Chiuderla significherebbe simbolicamente mettere un punto su un pezzo di storia e su una delle questioni calde nelle relazioni tra Israele e Palestina, ossia il riconoscimento delle responsabilità della Nakba ed il diritto al ritorno. In termini più concreti, la crisi finanziaria dell’UNRWA significa la negazione del diritto dei bambini e bambine palestinesi all’educazione. Si calcola infatti che l’UNRWA gestisca almeno 700 scuole nei campi profughi, impiegando 22mila insegnanti in situazioni di grande sovraffollamento. E non solo: l’UNRWA gestisce anche l’assistenza sanitaria e di recente in Libano la crisi dell’Agenzia aveva portato a considerare la possibilità di addossare ai rifugiati palestinesi parte delle spese per le prestazioni sanitarie erogate. Immediata la protesta dei capi delle organizzazioni dei rifugiati e la risposta dell’UNRWA che si è impegnata a sospendere questo protocollo fino al 21 aprile prossimo. Restano le critiche di gran parte delle organizzazioni palestinesi, che sottolineano come l’interpretazione restrittiva del mandato di protezione dell’UNRWA di fatto le precluda la possibilità di assicurare tutela fisica e legale alle migliaia e migliaia di profughi palestinesi.

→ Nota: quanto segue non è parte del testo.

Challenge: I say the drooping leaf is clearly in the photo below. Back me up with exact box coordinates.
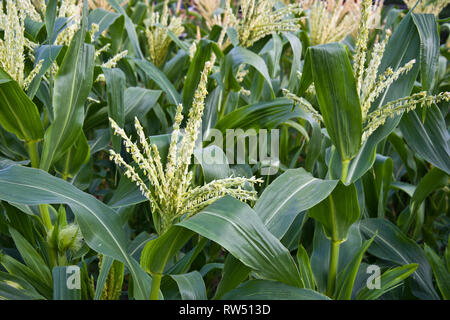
[223,280,329,300]
[356,263,417,300]
[308,183,360,241]
[0,68,44,142]
[178,196,301,286]
[170,271,207,300]
[0,165,151,299]
[302,43,362,160]
[254,168,337,239]
[360,219,439,300]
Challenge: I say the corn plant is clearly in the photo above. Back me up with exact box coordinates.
[0,0,450,300]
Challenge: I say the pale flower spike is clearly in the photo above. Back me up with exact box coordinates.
[299,0,383,45]
[0,0,43,90]
[145,0,184,66]
[226,0,303,47]
[110,55,263,234]
[354,0,450,142]
[283,0,450,143]
[403,0,450,17]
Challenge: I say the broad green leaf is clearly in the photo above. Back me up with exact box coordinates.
[135,59,182,105]
[213,254,252,300]
[103,68,125,152]
[0,254,52,299]
[360,219,439,300]
[183,40,220,114]
[178,196,302,287]
[346,14,420,184]
[125,87,162,123]
[108,0,144,59]
[307,43,362,160]
[9,227,52,283]
[334,237,374,300]
[215,98,305,133]
[94,256,114,300]
[108,177,148,209]
[0,68,44,142]
[55,131,91,178]
[27,45,64,99]
[88,8,121,38]
[310,222,362,292]
[283,32,303,92]
[402,168,449,232]
[194,145,230,183]
[170,271,207,300]
[254,168,337,239]
[362,154,393,218]
[0,166,151,299]
[223,280,329,300]
[297,244,315,290]
[356,263,417,300]
[221,47,273,96]
[412,13,440,92]
[167,238,208,274]
[0,271,45,300]
[141,226,194,274]
[425,244,450,300]
[40,28,95,171]
[308,183,360,242]
[399,104,450,174]
[45,0,58,45]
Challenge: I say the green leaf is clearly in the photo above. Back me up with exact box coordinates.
[0,68,44,142]
[223,280,329,300]
[183,39,220,114]
[412,13,440,92]
[346,14,420,184]
[362,154,393,218]
[194,145,230,183]
[108,0,144,59]
[221,47,273,96]
[308,183,360,242]
[94,256,114,300]
[55,131,91,178]
[103,68,125,152]
[334,236,375,300]
[297,244,315,290]
[170,271,207,300]
[356,263,418,300]
[125,87,162,123]
[400,104,450,174]
[40,29,95,171]
[215,98,305,133]
[310,221,362,292]
[360,219,439,300]
[402,168,449,232]
[213,254,252,300]
[9,227,52,283]
[0,166,151,299]
[0,271,45,300]
[306,43,362,161]
[135,59,182,105]
[178,196,302,287]
[254,168,337,239]
[141,226,194,274]
[283,32,303,92]
[425,244,450,300]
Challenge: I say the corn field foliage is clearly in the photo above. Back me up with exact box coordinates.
[0,0,450,300]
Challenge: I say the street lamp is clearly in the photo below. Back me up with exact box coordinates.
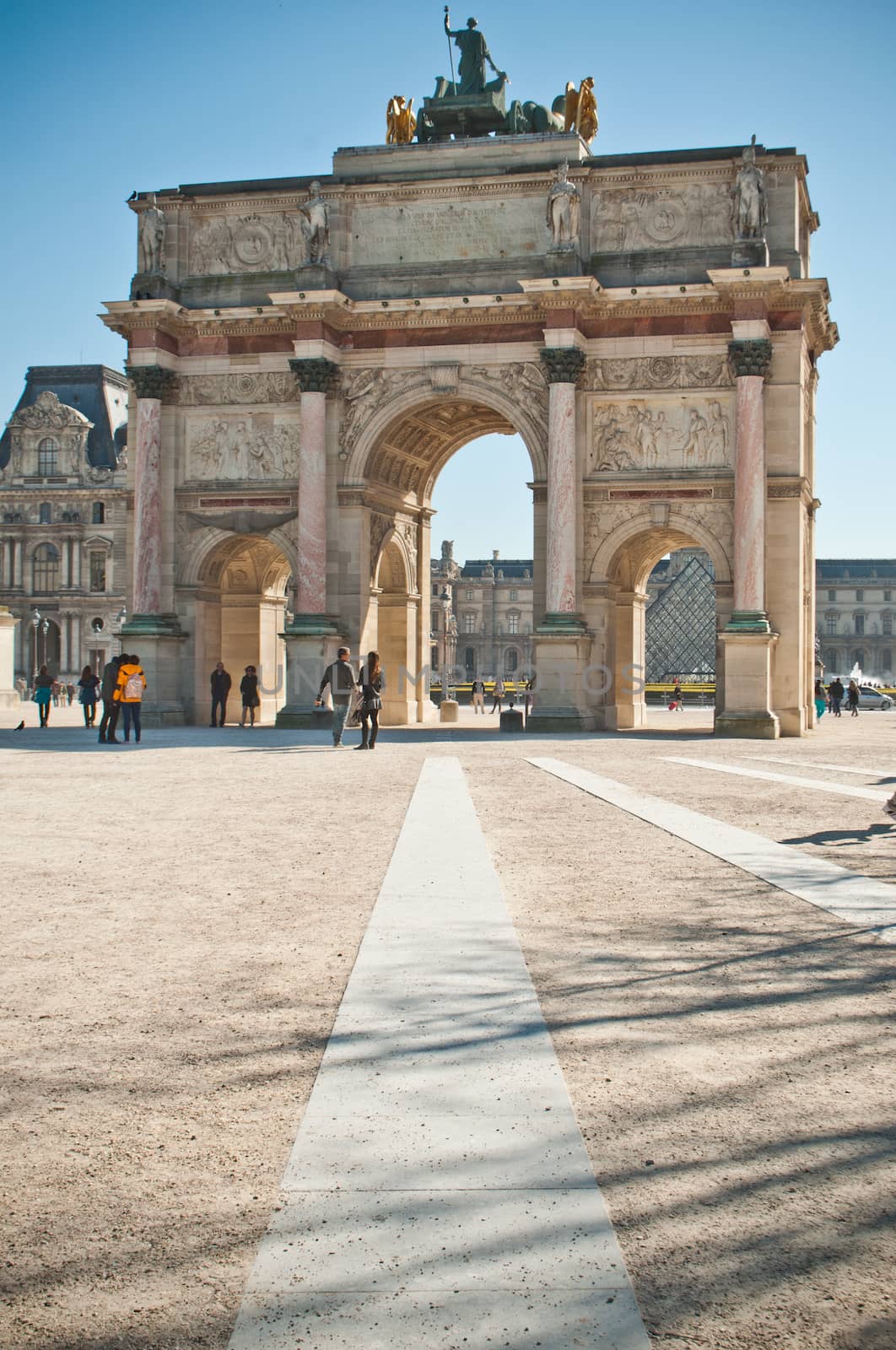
[31,609,40,680]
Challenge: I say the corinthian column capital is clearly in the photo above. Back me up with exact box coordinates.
[729,338,772,380]
[538,347,586,385]
[289,356,338,394]
[124,366,177,398]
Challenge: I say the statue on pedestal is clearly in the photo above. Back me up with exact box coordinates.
[137,192,165,275]
[547,159,581,252]
[445,5,506,94]
[731,137,768,239]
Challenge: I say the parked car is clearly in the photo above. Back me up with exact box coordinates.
[858,684,893,713]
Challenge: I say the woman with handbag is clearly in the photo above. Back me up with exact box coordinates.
[240,666,262,726]
[355,652,385,751]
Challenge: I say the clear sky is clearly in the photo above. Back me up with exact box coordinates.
[0,0,896,558]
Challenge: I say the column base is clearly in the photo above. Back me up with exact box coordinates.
[526,629,595,734]
[275,614,343,731]
[121,614,186,726]
[715,629,781,741]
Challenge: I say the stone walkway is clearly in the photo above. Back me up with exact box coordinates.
[529,758,896,942]
[229,758,649,1350]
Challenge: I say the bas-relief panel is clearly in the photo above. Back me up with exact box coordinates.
[351,197,545,267]
[185,412,300,482]
[591,184,734,252]
[587,397,732,474]
[189,211,310,277]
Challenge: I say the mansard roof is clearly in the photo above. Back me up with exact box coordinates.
[0,366,128,468]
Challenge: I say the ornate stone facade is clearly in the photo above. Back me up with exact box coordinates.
[106,130,837,736]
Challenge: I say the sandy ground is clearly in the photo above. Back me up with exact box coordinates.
[0,707,896,1350]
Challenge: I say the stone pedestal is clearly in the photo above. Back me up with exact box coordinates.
[121,614,186,726]
[526,625,595,732]
[0,605,22,709]
[277,614,344,729]
[715,629,780,741]
[500,707,525,733]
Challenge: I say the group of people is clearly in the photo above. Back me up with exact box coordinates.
[315,646,386,751]
[209,662,262,726]
[815,675,858,721]
[31,652,146,745]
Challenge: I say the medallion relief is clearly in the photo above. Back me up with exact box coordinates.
[587,398,732,474]
[186,413,300,481]
[180,370,298,408]
[591,184,732,252]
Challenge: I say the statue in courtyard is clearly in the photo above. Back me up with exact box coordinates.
[298,178,329,263]
[137,192,165,275]
[731,137,768,239]
[547,159,581,252]
[445,5,507,94]
[386,93,417,146]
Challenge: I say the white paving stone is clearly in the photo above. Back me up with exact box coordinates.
[662,754,889,803]
[229,758,649,1350]
[529,758,896,942]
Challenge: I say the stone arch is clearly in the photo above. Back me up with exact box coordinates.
[342,378,548,502]
[178,525,295,724]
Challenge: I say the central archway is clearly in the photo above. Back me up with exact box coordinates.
[350,381,548,724]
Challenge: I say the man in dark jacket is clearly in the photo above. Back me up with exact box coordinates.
[99,656,121,745]
[316,646,358,749]
[211,662,230,726]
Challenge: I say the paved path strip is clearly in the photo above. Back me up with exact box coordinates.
[662,754,891,805]
[750,754,896,783]
[529,759,896,942]
[229,756,649,1350]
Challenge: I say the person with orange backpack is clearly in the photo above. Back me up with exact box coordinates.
[115,656,146,742]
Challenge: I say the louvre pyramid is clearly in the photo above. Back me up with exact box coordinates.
[645,558,715,684]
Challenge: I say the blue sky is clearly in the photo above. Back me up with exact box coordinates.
[0,0,896,558]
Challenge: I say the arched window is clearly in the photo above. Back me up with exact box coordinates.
[38,436,59,478]
[32,544,59,596]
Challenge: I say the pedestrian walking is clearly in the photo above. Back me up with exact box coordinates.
[315,646,358,749]
[355,652,386,751]
[211,662,232,726]
[97,656,121,745]
[240,666,262,726]
[815,679,827,722]
[31,666,56,726]
[115,655,146,745]
[78,666,100,726]
[846,679,858,717]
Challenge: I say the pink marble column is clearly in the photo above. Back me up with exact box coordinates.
[128,366,174,614]
[541,347,586,624]
[295,392,327,614]
[290,359,337,619]
[729,339,772,632]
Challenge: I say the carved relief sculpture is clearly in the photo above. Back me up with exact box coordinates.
[547,160,581,252]
[137,192,165,275]
[588,400,731,474]
[186,414,298,481]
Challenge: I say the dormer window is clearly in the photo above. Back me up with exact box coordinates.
[38,436,59,478]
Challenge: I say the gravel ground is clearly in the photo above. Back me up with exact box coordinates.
[0,709,896,1350]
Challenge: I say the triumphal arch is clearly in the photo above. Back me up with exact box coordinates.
[104,34,837,737]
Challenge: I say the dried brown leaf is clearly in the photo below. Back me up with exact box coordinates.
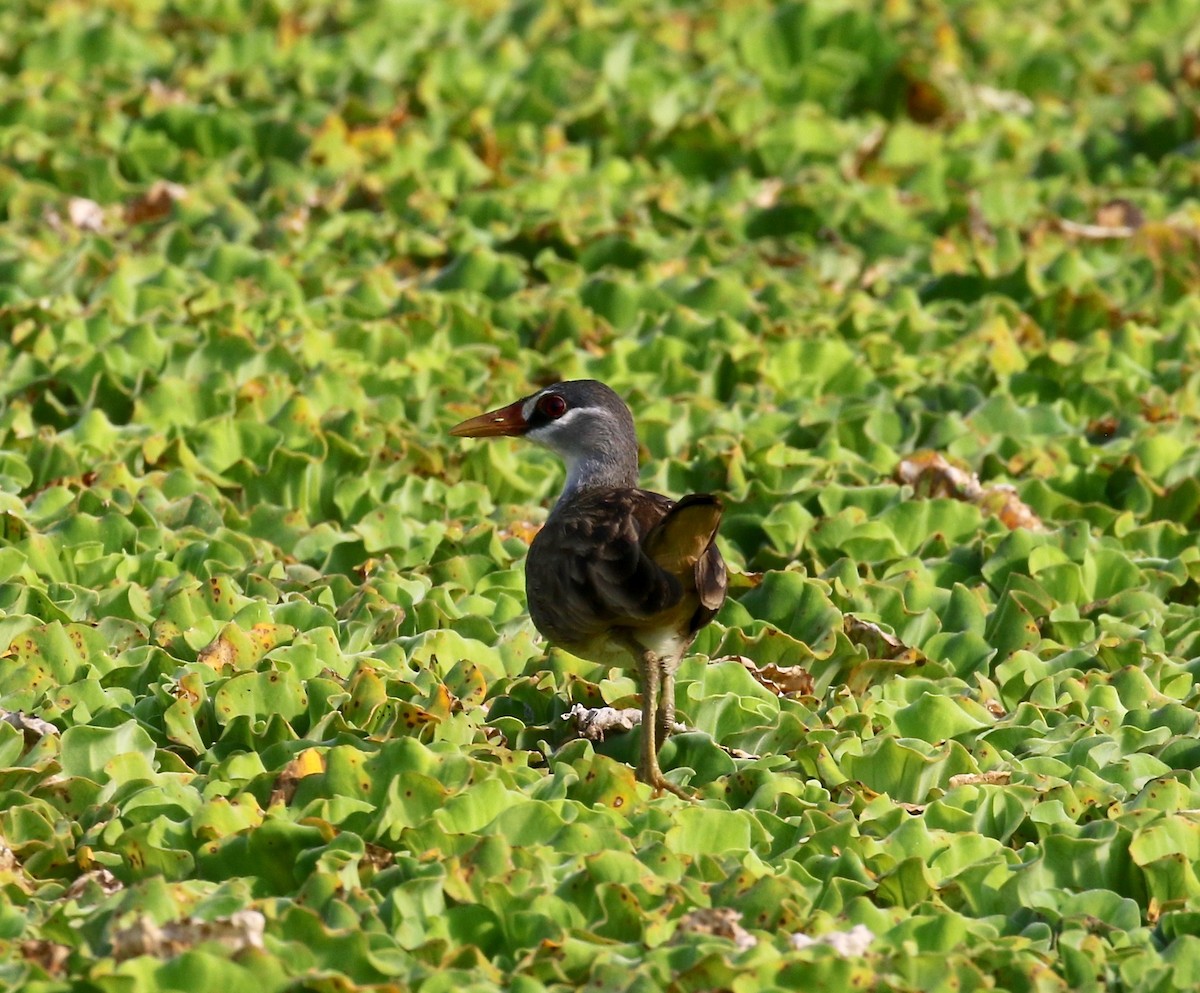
[676,907,758,950]
[950,769,1013,789]
[893,450,1045,531]
[731,655,812,697]
[266,748,325,807]
[113,910,266,962]
[125,180,187,224]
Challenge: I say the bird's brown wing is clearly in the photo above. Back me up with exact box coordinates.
[526,489,725,646]
[643,493,727,632]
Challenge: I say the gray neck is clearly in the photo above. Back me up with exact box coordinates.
[554,449,637,508]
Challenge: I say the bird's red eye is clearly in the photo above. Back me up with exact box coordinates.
[538,393,566,420]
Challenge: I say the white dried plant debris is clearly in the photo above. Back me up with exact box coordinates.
[62,868,125,899]
[113,910,266,961]
[563,704,688,741]
[792,925,875,958]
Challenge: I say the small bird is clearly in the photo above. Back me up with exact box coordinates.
[450,379,726,796]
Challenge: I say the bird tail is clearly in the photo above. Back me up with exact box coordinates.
[644,493,724,577]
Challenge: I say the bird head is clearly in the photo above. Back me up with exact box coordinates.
[450,379,637,492]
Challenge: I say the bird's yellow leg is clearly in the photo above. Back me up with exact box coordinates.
[654,658,676,754]
[637,651,692,800]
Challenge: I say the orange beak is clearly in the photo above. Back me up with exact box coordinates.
[450,397,529,438]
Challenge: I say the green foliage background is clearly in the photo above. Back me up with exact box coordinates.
[0,0,1200,993]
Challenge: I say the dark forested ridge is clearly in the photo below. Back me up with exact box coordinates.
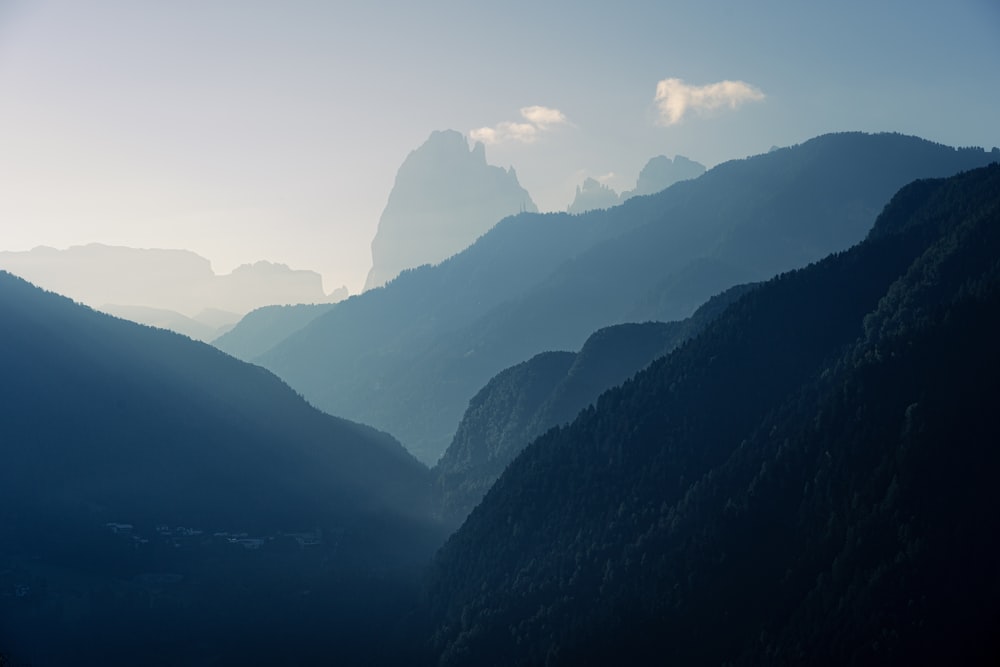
[246,133,995,463]
[432,285,752,526]
[0,273,442,665]
[430,165,1000,665]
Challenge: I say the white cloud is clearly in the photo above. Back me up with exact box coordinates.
[655,79,764,125]
[469,106,569,144]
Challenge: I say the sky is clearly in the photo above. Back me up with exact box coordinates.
[0,0,1000,293]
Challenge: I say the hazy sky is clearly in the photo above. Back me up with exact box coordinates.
[0,0,1000,292]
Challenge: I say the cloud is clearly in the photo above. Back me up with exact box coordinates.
[469,106,569,144]
[655,79,764,125]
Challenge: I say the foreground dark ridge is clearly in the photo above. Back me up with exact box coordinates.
[430,165,1000,665]
[242,133,995,465]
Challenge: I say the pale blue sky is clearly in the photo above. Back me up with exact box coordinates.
[0,0,1000,291]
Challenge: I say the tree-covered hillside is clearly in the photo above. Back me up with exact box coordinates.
[430,165,1000,665]
[252,133,995,464]
[432,285,752,526]
[0,273,443,665]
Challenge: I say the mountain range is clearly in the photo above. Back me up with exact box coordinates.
[0,243,347,341]
[0,272,443,665]
[566,155,705,213]
[223,133,995,464]
[432,285,753,526]
[365,130,538,290]
[427,164,1000,665]
[0,133,1000,667]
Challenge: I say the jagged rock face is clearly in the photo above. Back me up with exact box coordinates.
[566,155,705,213]
[365,130,538,290]
[566,178,620,213]
[622,155,705,201]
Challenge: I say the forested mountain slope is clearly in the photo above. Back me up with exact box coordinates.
[430,165,1000,665]
[432,285,752,526]
[0,273,442,665]
[259,133,995,463]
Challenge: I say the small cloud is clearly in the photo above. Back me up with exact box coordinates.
[469,106,569,144]
[655,79,764,125]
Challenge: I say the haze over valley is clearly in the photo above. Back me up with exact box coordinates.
[0,0,1000,667]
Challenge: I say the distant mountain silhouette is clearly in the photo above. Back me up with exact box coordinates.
[432,285,752,526]
[365,130,538,290]
[98,304,240,342]
[621,155,705,201]
[566,155,705,213]
[0,272,441,665]
[429,164,1000,666]
[212,303,335,359]
[566,177,621,213]
[244,133,993,463]
[0,243,347,340]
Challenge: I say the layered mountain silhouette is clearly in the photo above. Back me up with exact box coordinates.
[0,272,441,664]
[365,130,538,290]
[213,303,336,359]
[232,133,995,463]
[432,285,752,526]
[566,155,705,213]
[0,243,347,341]
[430,164,1000,665]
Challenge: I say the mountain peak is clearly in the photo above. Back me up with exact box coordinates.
[365,130,538,290]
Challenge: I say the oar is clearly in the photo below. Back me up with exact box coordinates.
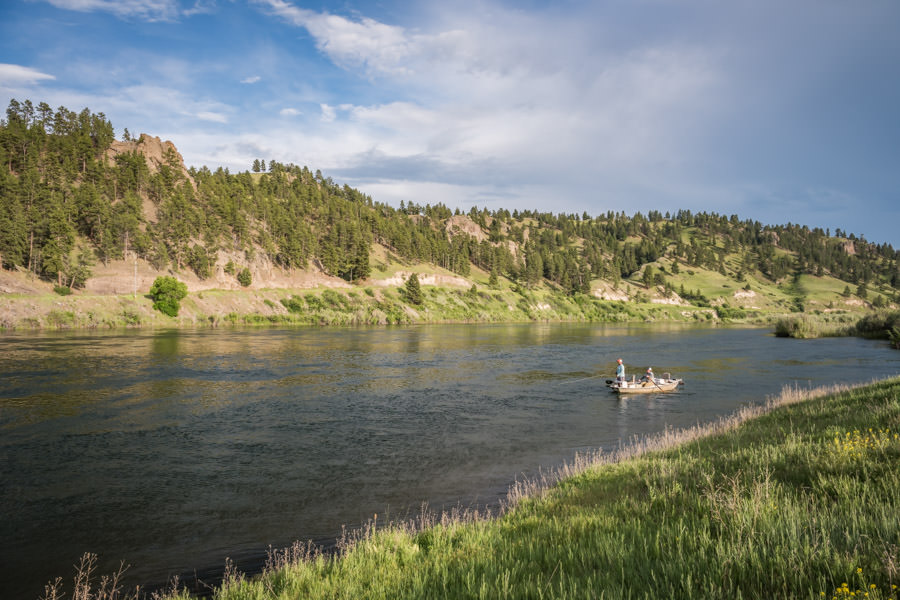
[559,375,612,385]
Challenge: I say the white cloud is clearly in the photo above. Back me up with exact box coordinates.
[320,104,337,123]
[0,63,56,87]
[197,110,228,123]
[47,0,181,21]
[263,0,417,74]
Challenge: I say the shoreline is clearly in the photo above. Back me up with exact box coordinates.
[47,376,900,599]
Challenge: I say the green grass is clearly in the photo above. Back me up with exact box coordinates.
[67,378,888,600]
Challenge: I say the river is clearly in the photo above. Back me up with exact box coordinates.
[0,324,900,599]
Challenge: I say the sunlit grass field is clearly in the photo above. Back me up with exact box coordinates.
[58,378,900,600]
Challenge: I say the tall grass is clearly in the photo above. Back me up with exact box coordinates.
[79,379,900,600]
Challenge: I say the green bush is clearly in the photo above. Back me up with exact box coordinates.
[238,267,253,287]
[150,277,187,317]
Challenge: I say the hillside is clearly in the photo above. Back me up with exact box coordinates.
[0,101,900,327]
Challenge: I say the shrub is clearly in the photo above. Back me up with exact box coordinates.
[238,267,253,287]
[281,296,306,313]
[406,273,422,304]
[150,277,187,317]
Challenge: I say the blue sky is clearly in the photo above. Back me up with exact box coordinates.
[0,0,900,247]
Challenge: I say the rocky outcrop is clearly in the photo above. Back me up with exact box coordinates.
[106,133,194,184]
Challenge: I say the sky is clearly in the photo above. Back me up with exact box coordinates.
[0,0,900,248]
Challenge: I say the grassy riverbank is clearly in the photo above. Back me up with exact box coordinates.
[58,378,900,600]
[0,285,740,330]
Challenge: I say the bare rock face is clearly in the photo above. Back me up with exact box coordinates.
[106,133,193,183]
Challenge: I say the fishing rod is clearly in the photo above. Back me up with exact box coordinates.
[559,375,612,385]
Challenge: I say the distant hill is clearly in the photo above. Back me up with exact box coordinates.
[0,100,900,314]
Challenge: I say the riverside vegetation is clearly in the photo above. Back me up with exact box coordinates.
[0,100,900,329]
[45,378,900,600]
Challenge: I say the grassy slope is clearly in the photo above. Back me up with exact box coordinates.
[149,379,900,600]
[0,224,876,329]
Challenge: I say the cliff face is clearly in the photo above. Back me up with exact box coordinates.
[106,133,196,182]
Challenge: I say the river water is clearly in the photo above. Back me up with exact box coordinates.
[0,324,900,599]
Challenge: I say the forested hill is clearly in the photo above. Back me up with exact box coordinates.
[0,100,900,312]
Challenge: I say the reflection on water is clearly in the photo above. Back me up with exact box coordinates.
[0,324,900,598]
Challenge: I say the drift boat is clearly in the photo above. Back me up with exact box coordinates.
[609,377,684,394]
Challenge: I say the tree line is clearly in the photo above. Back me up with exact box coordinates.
[0,100,900,296]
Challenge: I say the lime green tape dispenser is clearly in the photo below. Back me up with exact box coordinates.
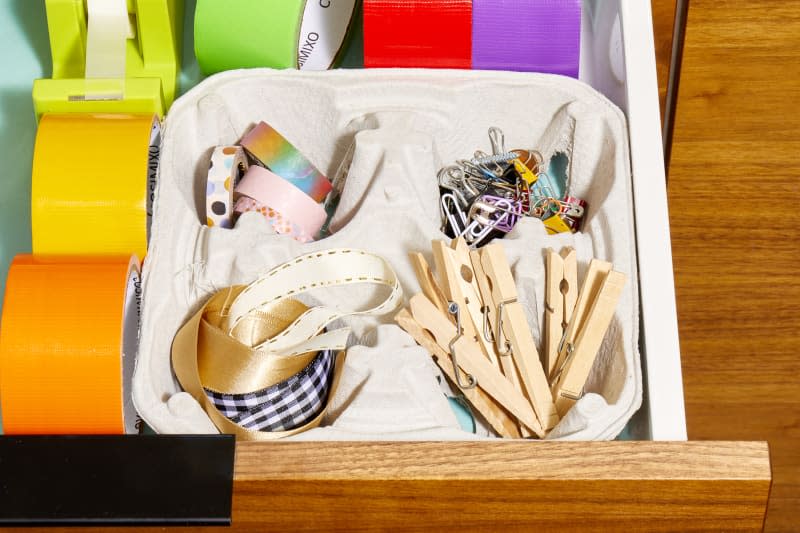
[33,0,184,119]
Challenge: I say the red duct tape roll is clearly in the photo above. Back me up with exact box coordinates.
[364,0,472,69]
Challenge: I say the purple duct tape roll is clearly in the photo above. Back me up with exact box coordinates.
[472,0,581,78]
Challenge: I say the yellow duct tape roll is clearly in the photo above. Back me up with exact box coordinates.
[31,114,160,257]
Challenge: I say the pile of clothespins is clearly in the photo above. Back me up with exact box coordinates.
[395,238,626,438]
[438,128,587,248]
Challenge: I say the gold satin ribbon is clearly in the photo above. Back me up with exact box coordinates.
[172,285,345,440]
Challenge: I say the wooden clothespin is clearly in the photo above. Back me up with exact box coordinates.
[544,248,578,376]
[394,309,521,439]
[470,250,533,437]
[409,294,545,437]
[470,250,525,392]
[408,252,447,313]
[480,244,559,431]
[552,259,626,416]
[431,238,500,368]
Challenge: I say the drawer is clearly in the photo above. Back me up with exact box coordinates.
[0,0,771,530]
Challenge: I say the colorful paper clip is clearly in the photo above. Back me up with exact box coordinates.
[438,128,587,248]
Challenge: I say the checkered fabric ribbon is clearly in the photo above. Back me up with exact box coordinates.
[206,350,336,431]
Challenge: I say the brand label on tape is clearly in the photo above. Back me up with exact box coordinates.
[147,118,161,242]
[297,0,356,70]
[122,263,142,434]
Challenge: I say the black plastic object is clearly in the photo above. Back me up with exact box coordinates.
[0,435,235,526]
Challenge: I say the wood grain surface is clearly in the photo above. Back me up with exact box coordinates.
[650,0,676,121]
[4,441,770,532]
[669,0,800,531]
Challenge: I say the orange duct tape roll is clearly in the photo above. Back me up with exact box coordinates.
[31,114,160,257]
[0,255,141,435]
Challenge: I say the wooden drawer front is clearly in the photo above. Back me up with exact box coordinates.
[233,442,770,531]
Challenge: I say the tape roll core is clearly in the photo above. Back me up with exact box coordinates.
[194,0,357,74]
[0,255,141,435]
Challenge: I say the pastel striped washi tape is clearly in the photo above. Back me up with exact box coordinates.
[241,122,333,202]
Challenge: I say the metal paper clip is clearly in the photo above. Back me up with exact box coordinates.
[494,298,517,357]
[489,126,506,155]
[440,193,467,237]
[447,302,478,389]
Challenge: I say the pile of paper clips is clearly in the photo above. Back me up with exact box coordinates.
[438,128,587,248]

Questo quel che succede in Palestina, sulla scia di quella che da più parti viene descritta come “terza Intifada”: ennesimi tentativi di una soluzione negoziale al conflitto e la lenta ed inesorabile avanzata degli insediamenti, del Muro e delle demolizioni di abitazioni palestinesi. Come se ci fossimo assuefatti alla tragedia, nel frattempo la Palestina e il suo popolo scompaiono dal gioco delle strategie e dei posizionamenti tattici degli Stati. Solo attivisti e associazioni per i diritti umani coraggiosamente provano a squarciare con le proprie iniziative di solidarietà, supporto e mobilitazione – quali la campagna BDS (Boicottaggio, Disinvestimento e Sanzioni su Israele) – questa coltre spessa, non certo casuale, che allontana i destini della Palestina dall’agenda della politica internazionale tutta presa ora a contrastare Daesh. Spetta a tutte e tutti noi non permettere che il popolo palestinese diventi un refuso della politica internazionale.

Quanto sia complicato provare a ricostruire la trama di un progetto di pace anche con la società civile israeliana ce lo ricorda in una sua splendida installazione-mostra al MAXXI a Roma sull’assassinio di Rabin, il registra israeliano Amos Gitai, (“Chronicle of an Assassination Foretold” – Cronaca di un Assassinio Annunciato). Egli contrappone – a simboleggiare un dialogo quasi impossibile – le immagini video di due comizi: l’ultimo di Rabin con parole di pace e distensione, e quello di un giovane Bibi Netanyahu che incitava il pubblico contro Rabin, ottenendo dalla folla risposte che invocavano l’uccisione del leader laburista. Sono passati venti anni, che sembrano un secolo.